2012 is the year of the loot. With Borderlands 2, Torchlight II, Diablo III, and a world of other proven juggernauts combing the landscape for that ultimate goodie, is there anything left for the indie newcomer Realms of Ancient War to claim?
Rather than try to reinvent the wheel, Wizarbox’s Realms of Ancient War (or R.A.W., as developers Wizardbox so lovingly abbreviate it as) sticks to its roots as an old-school hack-and-slash title. Standard tropes apply; you’ve got your fantasy dwarves, elves, and wizards, your world in peril, your hordes of baddies, and your narrator who took acting lessons from the great school of witchcraft and wizardry. These clichéd elements have been around long before videogames were on the scene, but the fantasy elements and story merely serve as window dressing for the action.
And action I did receive. After choosing between the half-naked warrior (instead of the half-naked lady and the hooded mage), I set out to mash, mash, and mash some more – and I’m not just talking about the enemies. Within moments of starting up the game, the town I entered was full of treasure chests filled with loot. Fighting my first couple of enemies gave me loot. Talking to the stranger gave me loot.

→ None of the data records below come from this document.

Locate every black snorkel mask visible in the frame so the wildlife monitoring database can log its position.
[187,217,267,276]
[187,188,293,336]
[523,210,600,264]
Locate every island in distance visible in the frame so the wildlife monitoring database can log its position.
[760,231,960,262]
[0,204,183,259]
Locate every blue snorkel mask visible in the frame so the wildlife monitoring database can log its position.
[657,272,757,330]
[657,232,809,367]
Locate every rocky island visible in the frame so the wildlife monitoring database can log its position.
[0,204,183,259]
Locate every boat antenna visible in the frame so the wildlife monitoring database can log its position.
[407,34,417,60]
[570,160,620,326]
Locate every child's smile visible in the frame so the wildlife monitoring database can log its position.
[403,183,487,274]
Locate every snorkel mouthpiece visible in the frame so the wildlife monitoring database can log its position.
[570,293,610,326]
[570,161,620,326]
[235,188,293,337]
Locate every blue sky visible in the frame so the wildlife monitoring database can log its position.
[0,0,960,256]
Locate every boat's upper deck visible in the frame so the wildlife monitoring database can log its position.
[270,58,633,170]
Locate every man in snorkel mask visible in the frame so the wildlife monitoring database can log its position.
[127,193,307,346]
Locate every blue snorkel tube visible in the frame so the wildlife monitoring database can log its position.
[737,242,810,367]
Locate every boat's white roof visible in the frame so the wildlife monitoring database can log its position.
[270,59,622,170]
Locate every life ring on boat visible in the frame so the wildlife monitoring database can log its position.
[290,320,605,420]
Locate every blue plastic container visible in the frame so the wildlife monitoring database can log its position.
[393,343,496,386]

Who knew it would be this easy to get the goods?
As time went on, both the face buttons (for wailing away at enemies) and the trigger button (for picking up loot) became my two best friends. Still, rather than spend hours at the auction house or showing off your gear, the immediate action of this title gives it a more arcade-like feel, albeit with more modern marvels like rechargeable health and leaderboards.

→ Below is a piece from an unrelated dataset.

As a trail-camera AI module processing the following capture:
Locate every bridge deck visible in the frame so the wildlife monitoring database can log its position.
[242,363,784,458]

If anything, that’s the game’s greatest quality. The action harkens back to the days of Gauntlet, where you and your buds could just jump in to the game at home or the arcade, kill whatever’s trying to kill you, and then be on your merry way. And like that practically ancient relic, R.A.W. is best enjoyed with friends…well, a friend. Two-player couch co-op is available, but that third warrior is unavailable for play. I guess three’s a crowd…
So should you give some of your loot to nab some of R.A.W.’s loot? It depends. Those looking to embark on their lonesome for a sweeping journey lasting dozens of hours need not apply. However, those looking to burn a few hours and mash away an afternoon with a bud will feel fulfilled. It might not be as filling as the AAA main courses, but R.A.W.’s short-term enjoyment is the just the kind of junk food loot hoarders crave. Just don’t gorge out on it.